Not exactly, I was only using it in the sense of “lets start with this assumption”. I did not mean to imply that the moral precept I used had any other justification. I certainly do not believe in moral skepticism, but I was trying to avoid that discussion for now. I don’t think it is particularly germaine to the relationship between intentions and consequences. We can agree to disagree on the final source of morality if we can agree as to what a particular morality is.
On another note, perhaps we are getting confused with our definitions of motivation and intention. If a motivation is a desire to behave in a certain way, and an intention is a plan to do so in a specific instance, then perhaps there is some overlap. I may have used the terms interchangeably.
It seems easy enough to imagine desires without plans. But I think this is the exception rather than the rule. That is, if the thought “I want to be happy” does not imply a plan (or at least a desire for a plan ;)), it is only because I drop the context of what “I” is and what “happy” is. Furthermore, judgeing whether this thought is moral or not has to imply a certain context for both of those terms. So, if we believe that I am a brain floating in a jar, and happiness is a particular electrical impulse to a particular lobe, then that is the consequence we mean by “I want to be happy”. On the otherhand, if we believe that I am a sociopathic killer and that happiness means a plethora of torture victims, then that is what I mean by “I want to be happy”.
We judge the morallity of a choice system by the consequences it purports to favor. We judge a particular intention by the consequences it intends. Otherwise, our morality is too easily divorced from reality.
<When I say “we” in the preveious post, of cource, I mean “me”.>
Well, it doesn’t have to be. I’m trying to answer the question of where we should begin analysis on whether an immoral act occurred, not how we determine what is and isn’t moral.
It’s really just a question of what will gain the focus in our moral investigations. For example, in one of the New Testament books Jesus indicates that a man that has committed adultery in his mind has as good as done the deed itself. Of course we wish to avoid consequences we don’t value, but IMO the value of those consequences gain their status from the morality of the intentions that brought them about. They are not per se immoral or moral.
Well, I would likely agree with that in some sense.
And didn’t you indicate that’s what you thought morality was all about, a decision procedure?
All right, I understand. In this case we have a system of morality as a system of reason applied across myriad situations. Our precepts are, as it were, axioms and definitions (if we care to look at it that way). Is that a fair call?
Hmm. Well, when I say something like, “You just don’t kill people like that,” I mean, “In these circumstances, your intention was not appropriate.” Whether or not someone was killed, I want people to avoid these choices, and so I have to focus on their intentions. On the other end, desires and motivations that have no intentional acts (like a pedophile who never acts on his desires) seems just peachy to me.

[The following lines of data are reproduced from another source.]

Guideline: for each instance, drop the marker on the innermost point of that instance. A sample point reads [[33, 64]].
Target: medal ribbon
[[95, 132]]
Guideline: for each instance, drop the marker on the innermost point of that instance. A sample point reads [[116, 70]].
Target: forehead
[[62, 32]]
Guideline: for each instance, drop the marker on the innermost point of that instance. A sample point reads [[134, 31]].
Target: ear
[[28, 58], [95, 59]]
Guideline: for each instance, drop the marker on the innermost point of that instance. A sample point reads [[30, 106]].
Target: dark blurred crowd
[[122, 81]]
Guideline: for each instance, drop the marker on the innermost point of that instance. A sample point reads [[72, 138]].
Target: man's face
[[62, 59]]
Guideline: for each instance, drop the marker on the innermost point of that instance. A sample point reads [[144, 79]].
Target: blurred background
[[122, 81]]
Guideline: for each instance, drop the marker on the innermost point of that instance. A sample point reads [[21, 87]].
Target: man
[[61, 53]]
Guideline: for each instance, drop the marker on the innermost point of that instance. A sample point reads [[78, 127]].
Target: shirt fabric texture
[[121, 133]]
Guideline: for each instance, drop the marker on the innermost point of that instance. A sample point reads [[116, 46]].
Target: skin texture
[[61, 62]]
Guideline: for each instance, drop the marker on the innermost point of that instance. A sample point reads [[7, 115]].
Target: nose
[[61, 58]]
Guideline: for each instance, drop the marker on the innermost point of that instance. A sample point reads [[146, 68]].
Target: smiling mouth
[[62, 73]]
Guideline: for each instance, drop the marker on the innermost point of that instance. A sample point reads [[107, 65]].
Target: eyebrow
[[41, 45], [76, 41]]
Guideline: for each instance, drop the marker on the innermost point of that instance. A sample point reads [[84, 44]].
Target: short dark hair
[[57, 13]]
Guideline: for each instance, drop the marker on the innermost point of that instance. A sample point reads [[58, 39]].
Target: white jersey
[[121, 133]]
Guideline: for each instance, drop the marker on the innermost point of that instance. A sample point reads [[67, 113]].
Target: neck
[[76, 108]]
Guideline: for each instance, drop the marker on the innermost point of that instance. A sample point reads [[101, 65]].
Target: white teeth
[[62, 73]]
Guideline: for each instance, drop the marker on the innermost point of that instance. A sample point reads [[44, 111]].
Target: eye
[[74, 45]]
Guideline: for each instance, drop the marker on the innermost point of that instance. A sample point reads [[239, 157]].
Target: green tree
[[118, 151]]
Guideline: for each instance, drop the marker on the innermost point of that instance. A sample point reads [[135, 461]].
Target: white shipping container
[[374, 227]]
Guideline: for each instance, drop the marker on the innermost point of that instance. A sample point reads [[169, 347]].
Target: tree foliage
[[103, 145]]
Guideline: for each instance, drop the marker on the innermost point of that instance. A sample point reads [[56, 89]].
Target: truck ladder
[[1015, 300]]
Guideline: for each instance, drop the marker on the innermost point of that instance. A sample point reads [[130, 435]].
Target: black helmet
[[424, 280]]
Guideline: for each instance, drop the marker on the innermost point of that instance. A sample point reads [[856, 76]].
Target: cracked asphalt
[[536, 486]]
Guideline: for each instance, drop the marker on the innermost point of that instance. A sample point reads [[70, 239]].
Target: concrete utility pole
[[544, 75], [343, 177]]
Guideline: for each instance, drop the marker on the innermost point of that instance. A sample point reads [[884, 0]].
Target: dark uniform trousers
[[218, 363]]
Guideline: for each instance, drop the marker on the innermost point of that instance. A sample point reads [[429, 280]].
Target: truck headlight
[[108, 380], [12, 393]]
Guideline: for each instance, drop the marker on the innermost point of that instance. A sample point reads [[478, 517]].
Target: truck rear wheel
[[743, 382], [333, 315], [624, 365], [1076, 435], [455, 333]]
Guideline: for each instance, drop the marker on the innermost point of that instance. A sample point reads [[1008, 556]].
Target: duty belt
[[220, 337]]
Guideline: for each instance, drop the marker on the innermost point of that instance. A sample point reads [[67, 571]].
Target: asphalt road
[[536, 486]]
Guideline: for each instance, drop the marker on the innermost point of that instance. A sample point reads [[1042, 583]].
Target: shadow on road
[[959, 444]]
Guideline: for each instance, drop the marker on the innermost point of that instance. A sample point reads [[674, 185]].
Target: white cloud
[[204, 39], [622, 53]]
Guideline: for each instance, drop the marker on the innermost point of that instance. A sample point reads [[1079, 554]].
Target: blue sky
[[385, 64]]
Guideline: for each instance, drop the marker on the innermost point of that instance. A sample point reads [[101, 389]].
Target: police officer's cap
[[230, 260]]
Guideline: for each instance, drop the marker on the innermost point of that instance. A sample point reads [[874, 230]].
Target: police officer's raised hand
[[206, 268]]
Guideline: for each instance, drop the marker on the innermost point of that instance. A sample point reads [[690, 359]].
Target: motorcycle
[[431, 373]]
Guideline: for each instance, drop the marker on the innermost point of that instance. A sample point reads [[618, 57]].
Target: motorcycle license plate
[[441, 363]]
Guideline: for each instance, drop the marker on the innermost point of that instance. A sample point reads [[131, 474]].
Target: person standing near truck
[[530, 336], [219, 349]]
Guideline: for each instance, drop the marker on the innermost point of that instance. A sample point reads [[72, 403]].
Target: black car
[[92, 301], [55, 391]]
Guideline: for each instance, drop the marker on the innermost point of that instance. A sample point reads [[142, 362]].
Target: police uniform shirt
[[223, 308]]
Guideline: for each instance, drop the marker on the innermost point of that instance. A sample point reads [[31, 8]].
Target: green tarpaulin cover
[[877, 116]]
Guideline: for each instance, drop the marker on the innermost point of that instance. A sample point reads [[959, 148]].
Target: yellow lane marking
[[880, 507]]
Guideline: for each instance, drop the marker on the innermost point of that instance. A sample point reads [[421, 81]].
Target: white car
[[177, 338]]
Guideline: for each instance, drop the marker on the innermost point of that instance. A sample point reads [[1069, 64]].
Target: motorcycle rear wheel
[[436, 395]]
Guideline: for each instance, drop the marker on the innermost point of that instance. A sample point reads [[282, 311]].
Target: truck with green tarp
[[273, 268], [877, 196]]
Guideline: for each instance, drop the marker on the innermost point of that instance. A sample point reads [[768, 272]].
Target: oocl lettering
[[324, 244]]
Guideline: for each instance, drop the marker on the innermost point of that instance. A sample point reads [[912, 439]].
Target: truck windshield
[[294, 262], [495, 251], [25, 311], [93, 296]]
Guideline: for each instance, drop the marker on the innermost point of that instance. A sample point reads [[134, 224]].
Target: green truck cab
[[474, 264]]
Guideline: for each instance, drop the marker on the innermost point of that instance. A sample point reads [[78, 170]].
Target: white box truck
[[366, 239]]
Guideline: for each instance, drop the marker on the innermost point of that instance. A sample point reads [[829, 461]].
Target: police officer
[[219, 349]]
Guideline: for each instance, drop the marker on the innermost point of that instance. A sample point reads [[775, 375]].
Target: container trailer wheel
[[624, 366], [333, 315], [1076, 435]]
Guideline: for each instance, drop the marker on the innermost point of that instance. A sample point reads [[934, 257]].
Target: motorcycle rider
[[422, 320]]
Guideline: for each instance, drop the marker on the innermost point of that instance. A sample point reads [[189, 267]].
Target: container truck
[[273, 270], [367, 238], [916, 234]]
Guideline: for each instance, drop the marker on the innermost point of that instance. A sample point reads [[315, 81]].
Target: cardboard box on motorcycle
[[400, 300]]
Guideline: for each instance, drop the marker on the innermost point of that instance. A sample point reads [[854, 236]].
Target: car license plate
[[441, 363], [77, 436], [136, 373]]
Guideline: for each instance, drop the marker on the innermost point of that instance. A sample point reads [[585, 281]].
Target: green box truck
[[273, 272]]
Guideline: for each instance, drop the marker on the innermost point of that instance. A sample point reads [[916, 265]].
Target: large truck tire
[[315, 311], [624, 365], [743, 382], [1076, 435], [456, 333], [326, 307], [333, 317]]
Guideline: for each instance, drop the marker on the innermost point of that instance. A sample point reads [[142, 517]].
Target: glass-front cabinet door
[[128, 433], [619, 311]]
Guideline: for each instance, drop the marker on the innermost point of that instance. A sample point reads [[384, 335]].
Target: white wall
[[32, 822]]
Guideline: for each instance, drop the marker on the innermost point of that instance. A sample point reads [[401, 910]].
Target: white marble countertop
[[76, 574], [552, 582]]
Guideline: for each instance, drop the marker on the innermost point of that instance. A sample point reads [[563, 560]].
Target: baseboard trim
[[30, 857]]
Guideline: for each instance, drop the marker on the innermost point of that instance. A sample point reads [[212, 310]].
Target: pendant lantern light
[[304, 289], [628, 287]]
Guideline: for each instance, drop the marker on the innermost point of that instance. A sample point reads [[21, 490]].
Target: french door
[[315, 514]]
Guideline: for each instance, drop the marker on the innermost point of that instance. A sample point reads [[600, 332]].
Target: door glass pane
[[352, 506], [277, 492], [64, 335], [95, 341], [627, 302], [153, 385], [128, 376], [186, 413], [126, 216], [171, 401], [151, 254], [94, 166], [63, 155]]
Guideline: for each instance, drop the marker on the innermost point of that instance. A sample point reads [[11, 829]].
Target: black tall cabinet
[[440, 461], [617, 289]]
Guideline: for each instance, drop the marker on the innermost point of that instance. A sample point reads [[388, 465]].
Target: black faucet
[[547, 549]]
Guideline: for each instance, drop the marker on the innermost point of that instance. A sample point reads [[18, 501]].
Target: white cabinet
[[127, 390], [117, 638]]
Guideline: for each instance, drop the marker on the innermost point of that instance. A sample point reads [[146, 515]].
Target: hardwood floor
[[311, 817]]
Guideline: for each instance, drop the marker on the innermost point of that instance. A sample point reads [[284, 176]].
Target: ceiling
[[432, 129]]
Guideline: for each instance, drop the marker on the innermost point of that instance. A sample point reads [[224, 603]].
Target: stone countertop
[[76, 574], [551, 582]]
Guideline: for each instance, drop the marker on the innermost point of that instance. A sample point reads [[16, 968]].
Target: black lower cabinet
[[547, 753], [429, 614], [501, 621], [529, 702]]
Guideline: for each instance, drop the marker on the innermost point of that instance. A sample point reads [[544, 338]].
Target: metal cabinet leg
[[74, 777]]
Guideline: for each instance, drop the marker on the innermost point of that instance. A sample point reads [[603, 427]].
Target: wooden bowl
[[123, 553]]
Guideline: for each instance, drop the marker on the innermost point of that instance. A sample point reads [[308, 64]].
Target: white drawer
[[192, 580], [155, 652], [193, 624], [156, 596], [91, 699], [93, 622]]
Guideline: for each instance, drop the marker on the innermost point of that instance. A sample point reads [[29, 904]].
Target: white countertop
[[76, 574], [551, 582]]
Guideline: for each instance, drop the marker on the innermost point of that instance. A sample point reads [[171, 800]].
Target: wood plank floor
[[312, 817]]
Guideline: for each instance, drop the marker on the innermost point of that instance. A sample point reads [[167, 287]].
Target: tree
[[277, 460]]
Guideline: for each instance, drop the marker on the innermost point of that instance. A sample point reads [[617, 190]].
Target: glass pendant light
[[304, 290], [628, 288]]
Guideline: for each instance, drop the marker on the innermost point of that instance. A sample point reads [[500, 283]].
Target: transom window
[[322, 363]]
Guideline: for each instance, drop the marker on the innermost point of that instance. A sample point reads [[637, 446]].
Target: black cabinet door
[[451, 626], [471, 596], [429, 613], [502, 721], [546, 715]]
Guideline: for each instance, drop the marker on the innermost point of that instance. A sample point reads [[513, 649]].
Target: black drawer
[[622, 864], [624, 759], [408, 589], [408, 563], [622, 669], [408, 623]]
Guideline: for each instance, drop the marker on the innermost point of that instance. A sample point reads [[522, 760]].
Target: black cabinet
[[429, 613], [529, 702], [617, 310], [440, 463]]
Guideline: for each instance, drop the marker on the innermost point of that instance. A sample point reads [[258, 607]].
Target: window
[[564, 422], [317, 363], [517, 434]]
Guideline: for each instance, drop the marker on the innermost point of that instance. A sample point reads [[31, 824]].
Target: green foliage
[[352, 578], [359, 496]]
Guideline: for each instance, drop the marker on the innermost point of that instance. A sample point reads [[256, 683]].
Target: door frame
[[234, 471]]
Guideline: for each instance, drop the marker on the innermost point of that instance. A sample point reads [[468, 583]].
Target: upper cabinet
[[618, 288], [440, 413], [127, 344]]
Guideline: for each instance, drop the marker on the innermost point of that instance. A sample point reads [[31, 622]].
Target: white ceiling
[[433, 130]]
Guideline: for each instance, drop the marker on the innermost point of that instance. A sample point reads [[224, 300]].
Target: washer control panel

Well ok, maybe that’s an overstatement, but still, it is not strictly the consequence, or the potential consequence, but the intention to create a consequence that matters to me. We can’t have intentions without consequences, but only in the ideal cases of accurate knowledge do intentions and consequences line up. In the course of human activity, incorrect knowledge, guesses, probability estimates, and so on often play out, and we often intend consequences that couldn’t (or wouldn’t or didn’t or can’t) come about from our actions—even so, I don’t consider these people harmless, and so I feel that intention is the proper arena to focus on.